It’s mid-October, so it must be Get Rid of Monkey Bars! season. As an early childhood educator, I know the drill. Monkey bars are so retro (not in a fun way). Monkey bars are the scourge of the playground. Someone’s kid just broke an arm on the monkey bars. Can you believe we still have monkey bars? Somebody really should call the authorities about those monkey bars…
As Dan Kois writes today in, “Monkey Bars Are a Menace”:
Monkey bars broke my daughter’s arm. Why are they still around?
He marshals his evidence, sort of. Monkey bars account for a sizable percentage of children’s fractures, according to an X-ray tech friend. I’m too lazy to hunt down the stats myself — he’s claiming 15-20 percent – but the hectoring epidemiologist in me wants to point out the distinction between relative and attributable risk. Sure, you’re relatively more at risk of breaking an elbow monkeying around on monkey bars than while eating Fritos on your couch. But how many fractures are we actually talking about here? Seriously? Most kids don’t break bones! And even the ones that do often have so-called green stick fractures that heal beautifully and rarely require a cast. (My son got one … at a bar mitzvah party.)
I know there are two parenting camps about these sorts of things - the worriers and the slackers – but I’m going to stake out a middle ground. (How novel for me!). Monkey bars are really, really great for gross motor control. Few things are as thrilling as gaining mastery of monkey bars. We’ve taken away most of the fun and learning out of childhood but I really think monkey bars have to stay. I do, however, have a small suggestion.
I wonder why we put so much responsibility on small children’s shoulders when there is a simpler solution. What happened to “spotting” kids who do scary things? Little kids need supervision. They need to understand that monkey bars are a choice for when an adult is standing by. That’s what we did when I taught preschool and the kids monitored themselves and immediately called out a kid who wandered over to the monkey bars when the area was ‘closed.’ In the early childhood education biz, we call this “scaffolding:” giving small children the appropriate level of teacher support to meet their goals.
Why, then, is the more typical response either to let kids hurt themselves or whisk the monkey bars away? How about adults do their jobs on the playground? Oh wait… schools don’t value play, so there’s no incentive for teachers to help facilitate play, especially when they’re so underpaid for all the off-hours preparation they do. And teaching is generally a very solitary affair (inappropriately so, in my view) so teachers have limited opportunities to interact with other adults during the day, which really isn’t the way normal adult work life is supposed to be, so can you blame them for chit-chatting on the playground? Besides, a lot of schools don’t even let teachers anywhere near playgrounds, delegating the supervision to ‘para-professionals’ with little or no training instead.

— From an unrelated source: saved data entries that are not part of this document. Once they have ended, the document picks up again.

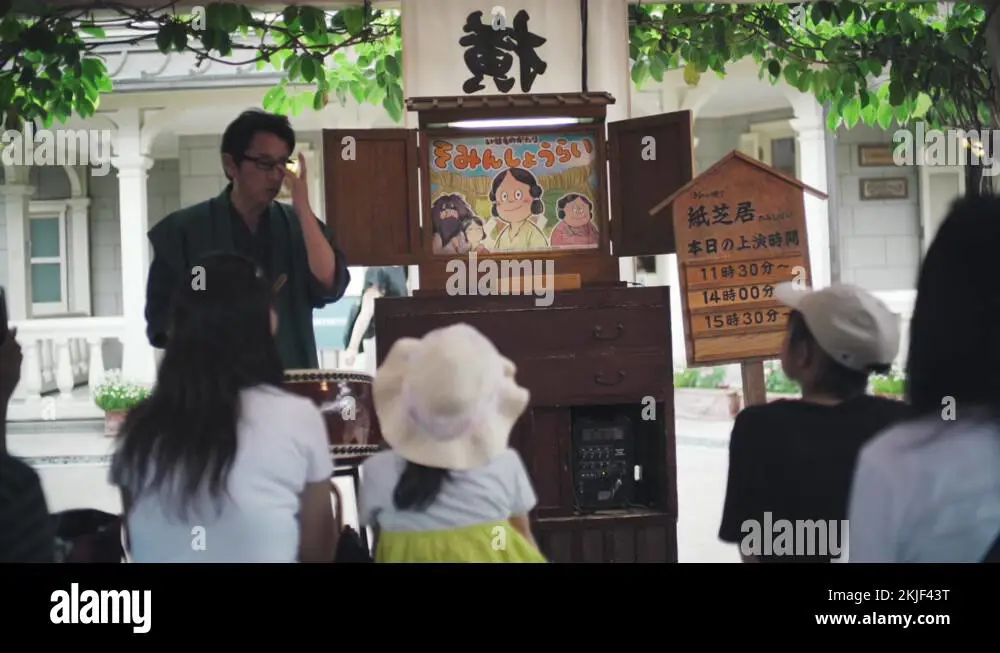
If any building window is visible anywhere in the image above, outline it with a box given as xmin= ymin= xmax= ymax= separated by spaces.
xmin=27 ymin=213 xmax=68 ymax=316
xmin=745 ymin=120 xmax=800 ymax=180
xmin=770 ymin=137 xmax=797 ymax=178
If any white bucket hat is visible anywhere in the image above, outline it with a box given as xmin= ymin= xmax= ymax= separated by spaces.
xmin=372 ymin=323 xmax=530 ymax=471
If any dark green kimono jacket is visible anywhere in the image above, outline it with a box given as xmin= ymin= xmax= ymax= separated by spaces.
xmin=144 ymin=187 xmax=351 ymax=370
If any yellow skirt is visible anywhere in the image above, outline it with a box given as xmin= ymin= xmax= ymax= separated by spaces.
xmin=376 ymin=521 xmax=548 ymax=563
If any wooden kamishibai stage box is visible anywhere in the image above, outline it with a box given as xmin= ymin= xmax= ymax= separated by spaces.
xmin=322 ymin=93 xmax=693 ymax=562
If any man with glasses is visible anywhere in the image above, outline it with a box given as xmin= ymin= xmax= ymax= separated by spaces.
xmin=144 ymin=109 xmax=351 ymax=370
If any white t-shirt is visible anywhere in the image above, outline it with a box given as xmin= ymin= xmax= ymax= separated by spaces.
xmin=359 ymin=447 xmax=536 ymax=532
xmin=116 ymin=385 xmax=333 ymax=563
xmin=848 ymin=410 xmax=1000 ymax=563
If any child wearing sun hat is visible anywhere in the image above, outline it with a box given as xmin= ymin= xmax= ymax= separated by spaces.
xmin=358 ymin=323 xmax=546 ymax=562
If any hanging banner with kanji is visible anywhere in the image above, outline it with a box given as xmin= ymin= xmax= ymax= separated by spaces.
xmin=405 ymin=0 xmax=593 ymax=97
xmin=653 ymin=151 xmax=825 ymax=367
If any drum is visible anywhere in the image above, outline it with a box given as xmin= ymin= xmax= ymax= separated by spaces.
xmin=282 ymin=369 xmax=383 ymax=459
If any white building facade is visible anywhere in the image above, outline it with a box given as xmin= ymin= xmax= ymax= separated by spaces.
xmin=1 ymin=1 xmax=960 ymax=421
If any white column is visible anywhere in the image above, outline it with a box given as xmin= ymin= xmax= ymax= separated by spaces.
xmin=3 ymin=180 xmax=32 ymax=319
xmin=67 ymin=198 xmax=93 ymax=316
xmin=112 ymin=141 xmax=156 ymax=385
xmin=790 ymin=119 xmax=831 ymax=289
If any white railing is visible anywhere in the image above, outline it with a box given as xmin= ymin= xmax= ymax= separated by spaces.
xmin=8 ymin=316 xmax=126 ymax=420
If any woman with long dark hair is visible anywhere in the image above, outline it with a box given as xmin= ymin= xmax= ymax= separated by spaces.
xmin=110 ymin=253 xmax=335 ymax=562
xmin=847 ymin=197 xmax=1000 ymax=562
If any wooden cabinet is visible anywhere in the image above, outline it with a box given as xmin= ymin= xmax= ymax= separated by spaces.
xmin=375 ymin=285 xmax=677 ymax=563
xmin=326 ymin=91 xmax=693 ymax=562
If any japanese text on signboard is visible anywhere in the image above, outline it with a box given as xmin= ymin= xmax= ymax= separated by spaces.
xmin=670 ymin=156 xmax=812 ymax=366
xmin=684 ymin=199 xmax=800 ymax=257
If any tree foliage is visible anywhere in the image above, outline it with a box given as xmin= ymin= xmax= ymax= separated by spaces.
xmin=0 ymin=1 xmax=402 ymax=130
xmin=629 ymin=2 xmax=992 ymax=135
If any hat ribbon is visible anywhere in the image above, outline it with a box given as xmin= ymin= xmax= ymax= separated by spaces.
xmin=400 ymin=373 xmax=497 ymax=442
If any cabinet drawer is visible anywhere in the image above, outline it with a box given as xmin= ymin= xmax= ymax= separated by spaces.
xmin=516 ymin=351 xmax=670 ymax=406
xmin=388 ymin=304 xmax=669 ymax=360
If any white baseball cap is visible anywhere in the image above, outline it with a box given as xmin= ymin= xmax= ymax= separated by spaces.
xmin=773 ymin=282 xmax=901 ymax=372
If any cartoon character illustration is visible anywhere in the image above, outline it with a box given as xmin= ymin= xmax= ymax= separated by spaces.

Plus, if we’re being totally honest here, most elementary school teachers are women, and a lot of them just aren’t that in to running around on a playground. (I speak from my own lazy-ass experience.) And school administrators are revving everyone up, too, worrying about liability and banning throwing snowballs. I’m not making that up. My naughty but enterprising middle child tried to get around that rule by making snow squares.
If we want kids to play more, we have to do a couple things better than we’re doing them now: first, parents have to tolerate a little more risk. And school staff need to step up to the plate and create play opportunities that are fun, engaging, and physically rewarding.
There are a lot of things in life that seem to occur naturally but, in fact, require some coaching and support. (Breastfeeding comes to mind.) Play falls in that category, too. People think play just “happens,” but children need the right ingredients if we want them to experience the joyful, rigorous, and narratively-rich play many of us took for granted a generation ago.
There are of course public health interventions that should be non-negotiable: seat belts, bike helmets, smoke detectors. But there’s a gray area between ‘safe’ and ‘dangerous,’ and monkey bars fall within it. Let’s leave those monkey bars exactly where they are. Put down a few extra inches of mulch. Take a deep breath. And make sure one of the big monkeys is watching the little monkeys as they take that soaring leap into independence.